De la mécanisation des terres de Khelcom aux investissements stratégiques dans l’immobilier et les mines, Cheikh Amar incarne la réussite d’un modèle économique ancré dans la foi. Retour sur le parcours du patron du groupe TSE, un des modèles du capitalisme mouride, où réussite financière et dévotion spirituelle ne font qu’un.
Figure incontournable du monde des affaires sénégalais, Cheikh Amar s’est imposé au fil des dernières décennies comme l’un des entrepreneurs les plus influents du pays. À la tête du groupe TSE (Tracto Service Équipement, devenu Touba Service Équipement selon les activités du groupe), il a bâti un empire diversifié dans les secteurs de l’agriculture, de l’immobilier, des équipements industriels, de l’automobile et des mines. Son parcours est également marqué par un profond engagement au sein de la communauté mouride, dont il est l’un des plus importants mécènes.
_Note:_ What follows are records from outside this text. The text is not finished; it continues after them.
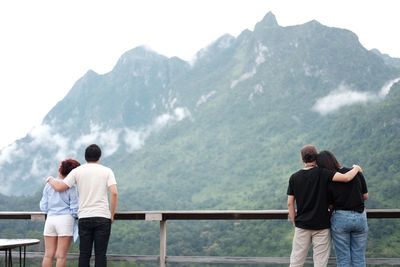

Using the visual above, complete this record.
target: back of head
[317,150,340,171]
[300,145,318,163]
[58,159,81,177]
[85,144,101,162]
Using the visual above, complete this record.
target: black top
[329,167,368,212]
[287,167,336,230]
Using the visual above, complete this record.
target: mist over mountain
[0,13,400,258]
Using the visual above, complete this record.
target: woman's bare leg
[56,236,72,267]
[42,236,57,267]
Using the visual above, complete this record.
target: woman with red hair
[40,159,81,267]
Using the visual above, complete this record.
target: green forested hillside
[0,13,400,257]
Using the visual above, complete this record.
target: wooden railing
[0,209,400,267]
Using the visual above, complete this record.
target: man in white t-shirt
[47,144,118,267]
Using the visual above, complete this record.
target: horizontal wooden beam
[0,209,400,221]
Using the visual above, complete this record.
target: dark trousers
[78,217,111,267]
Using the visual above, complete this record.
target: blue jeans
[331,210,368,267]
[78,217,111,267]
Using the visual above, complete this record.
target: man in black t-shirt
[287,145,361,267]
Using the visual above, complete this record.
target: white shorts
[43,214,75,236]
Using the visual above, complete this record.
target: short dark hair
[85,144,101,162]
[300,145,318,163]
[317,150,340,171]
[58,159,81,177]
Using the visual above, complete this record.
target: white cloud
[312,84,375,115]
[196,90,217,107]
[0,143,23,170]
[379,77,400,97]
[312,77,400,115]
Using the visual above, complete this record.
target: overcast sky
[0,0,400,149]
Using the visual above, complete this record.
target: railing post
[160,220,167,267]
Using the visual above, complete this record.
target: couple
[40,144,118,267]
[287,145,368,267]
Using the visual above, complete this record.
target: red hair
[58,159,81,177]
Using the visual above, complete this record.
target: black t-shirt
[287,167,336,230]
[329,167,368,212]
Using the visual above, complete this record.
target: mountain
[0,13,400,256]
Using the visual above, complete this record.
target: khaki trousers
[290,227,331,267]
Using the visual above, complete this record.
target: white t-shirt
[63,163,117,219]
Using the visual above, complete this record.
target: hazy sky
[0,0,400,149]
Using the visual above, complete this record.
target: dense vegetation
[0,14,400,262]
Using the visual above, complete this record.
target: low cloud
[0,107,191,194]
[312,78,400,115]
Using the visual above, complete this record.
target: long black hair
[317,150,341,171]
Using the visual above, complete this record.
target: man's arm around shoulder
[332,165,362,183]
[288,195,296,225]
[47,176,69,192]
[108,184,118,222]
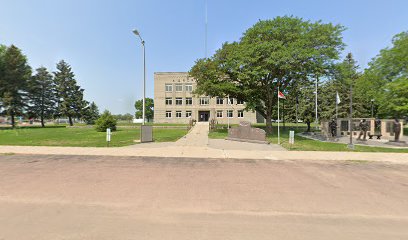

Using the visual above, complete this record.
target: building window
[176,83,183,92]
[185,84,193,92]
[217,97,224,105]
[200,97,210,105]
[238,110,244,118]
[176,98,183,105]
[176,111,181,118]
[165,84,173,92]
[227,110,234,118]
[186,98,193,105]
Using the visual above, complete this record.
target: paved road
[0,155,408,240]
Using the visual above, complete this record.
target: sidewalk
[0,123,408,164]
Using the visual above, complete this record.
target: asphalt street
[0,155,408,240]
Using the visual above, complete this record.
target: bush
[95,110,116,132]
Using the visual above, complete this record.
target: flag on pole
[336,92,341,104]
[278,91,286,99]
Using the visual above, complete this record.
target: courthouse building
[154,72,263,124]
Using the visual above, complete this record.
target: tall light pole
[133,29,146,125]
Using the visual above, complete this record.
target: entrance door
[198,111,210,122]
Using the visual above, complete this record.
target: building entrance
[198,111,210,122]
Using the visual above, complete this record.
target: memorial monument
[226,122,268,144]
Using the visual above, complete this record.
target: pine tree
[0,45,31,128]
[54,60,86,126]
[28,67,57,127]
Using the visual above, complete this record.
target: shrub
[95,110,116,132]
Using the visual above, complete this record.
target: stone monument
[226,122,268,144]
[357,119,368,141]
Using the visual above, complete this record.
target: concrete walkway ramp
[174,122,209,147]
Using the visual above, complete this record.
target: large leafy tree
[82,102,99,125]
[28,67,57,127]
[54,60,87,126]
[135,98,154,122]
[190,16,344,133]
[0,45,31,127]
[356,31,408,117]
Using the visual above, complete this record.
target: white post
[227,95,231,129]
[142,41,146,125]
[106,128,111,147]
[278,86,280,144]
[315,76,318,130]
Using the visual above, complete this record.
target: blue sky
[0,0,408,114]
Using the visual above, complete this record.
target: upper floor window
[227,110,234,118]
[186,98,193,105]
[200,97,210,105]
[165,84,173,92]
[176,98,183,105]
[184,83,193,92]
[176,83,183,92]
[238,110,244,118]
[217,97,224,105]
[176,111,181,118]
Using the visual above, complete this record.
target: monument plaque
[227,122,268,143]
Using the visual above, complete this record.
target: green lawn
[209,126,408,153]
[0,127,187,147]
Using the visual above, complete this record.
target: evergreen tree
[83,102,99,125]
[54,60,86,126]
[190,16,344,133]
[0,45,31,127]
[28,67,57,127]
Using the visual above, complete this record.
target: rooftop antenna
[204,0,208,58]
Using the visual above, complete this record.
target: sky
[0,0,408,114]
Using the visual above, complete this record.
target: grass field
[209,125,408,153]
[0,126,187,147]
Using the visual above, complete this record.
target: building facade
[154,72,257,124]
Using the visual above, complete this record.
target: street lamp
[133,29,146,125]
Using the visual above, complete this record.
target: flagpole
[278,86,280,144]
[336,92,339,121]
[315,76,319,130]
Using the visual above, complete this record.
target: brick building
[154,72,263,124]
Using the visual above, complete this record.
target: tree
[28,67,57,127]
[95,110,116,132]
[0,45,31,128]
[82,102,99,125]
[319,53,370,119]
[190,16,344,133]
[54,60,87,126]
[135,98,154,122]
[356,31,408,117]
[0,44,7,105]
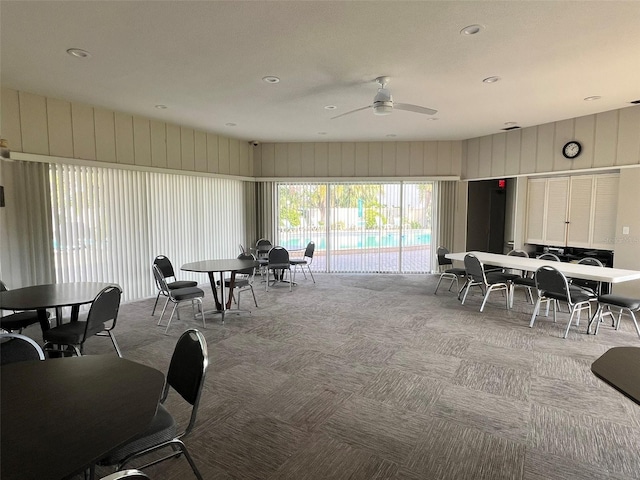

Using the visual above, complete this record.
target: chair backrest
[571,257,604,295]
[161,328,209,436]
[534,265,571,302]
[151,263,170,296]
[304,242,316,258]
[437,247,453,266]
[100,470,150,480]
[269,246,289,264]
[153,255,176,278]
[538,253,560,262]
[464,253,487,285]
[578,257,604,267]
[84,285,122,339]
[236,252,256,277]
[0,332,44,365]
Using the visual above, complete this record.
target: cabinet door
[526,179,547,244]
[567,175,594,248]
[591,175,620,250]
[544,177,569,247]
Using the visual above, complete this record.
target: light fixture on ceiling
[67,48,91,58]
[460,24,484,35]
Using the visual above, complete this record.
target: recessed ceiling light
[460,24,484,35]
[67,48,91,58]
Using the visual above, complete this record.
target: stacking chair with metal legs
[216,252,258,308]
[153,265,206,334]
[265,246,293,292]
[587,294,640,337]
[151,255,198,316]
[433,247,467,295]
[290,242,316,283]
[42,285,122,357]
[98,329,209,480]
[462,253,509,312]
[529,265,594,338]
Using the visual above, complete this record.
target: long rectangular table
[445,252,640,283]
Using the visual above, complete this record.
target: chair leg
[192,298,207,328]
[629,310,640,337]
[107,330,122,358]
[461,280,473,305]
[587,303,602,335]
[157,297,169,325]
[164,302,180,335]
[250,284,258,308]
[529,297,542,328]
[151,291,160,317]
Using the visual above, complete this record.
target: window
[278,182,433,273]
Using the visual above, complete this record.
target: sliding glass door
[278,182,433,273]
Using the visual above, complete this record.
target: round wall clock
[562,141,582,160]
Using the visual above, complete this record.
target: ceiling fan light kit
[331,76,438,120]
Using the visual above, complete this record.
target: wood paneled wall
[254,141,462,179]
[462,106,640,180]
[1,88,254,177]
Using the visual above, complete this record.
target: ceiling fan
[331,77,438,120]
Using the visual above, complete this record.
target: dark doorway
[467,180,507,253]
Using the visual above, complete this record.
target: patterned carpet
[56,274,640,480]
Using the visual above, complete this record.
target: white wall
[1,88,253,177]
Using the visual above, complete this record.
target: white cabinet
[526,174,619,250]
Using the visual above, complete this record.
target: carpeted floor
[45,274,640,480]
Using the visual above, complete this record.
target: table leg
[220,272,226,323]
[209,272,224,310]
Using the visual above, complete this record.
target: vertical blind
[50,164,247,300]
[276,182,433,273]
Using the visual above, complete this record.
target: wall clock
[562,141,582,160]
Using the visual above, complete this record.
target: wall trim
[9,152,256,182]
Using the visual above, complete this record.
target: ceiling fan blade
[393,102,438,115]
[331,105,373,120]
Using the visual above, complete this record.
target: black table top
[181,258,258,273]
[591,347,640,405]
[0,355,164,480]
[0,282,113,310]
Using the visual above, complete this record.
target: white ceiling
[0,0,640,142]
Né à Saint-Louis, Cheikh Amar est aujourd’hui âgé d’une cinquantaine d’années. Après des études en France, où il obtient un brevet de technicien supérieur (BTS) en commerce, il fait ses premières armes dans la grande distribution en travaillant pour le groupe Leclerc. Cette expérience lui permet d’acquérir les bases de la gestion commerciale avant de rentrer au Sénégal en 2002 avec l’ambition de créer sa propre entreprise.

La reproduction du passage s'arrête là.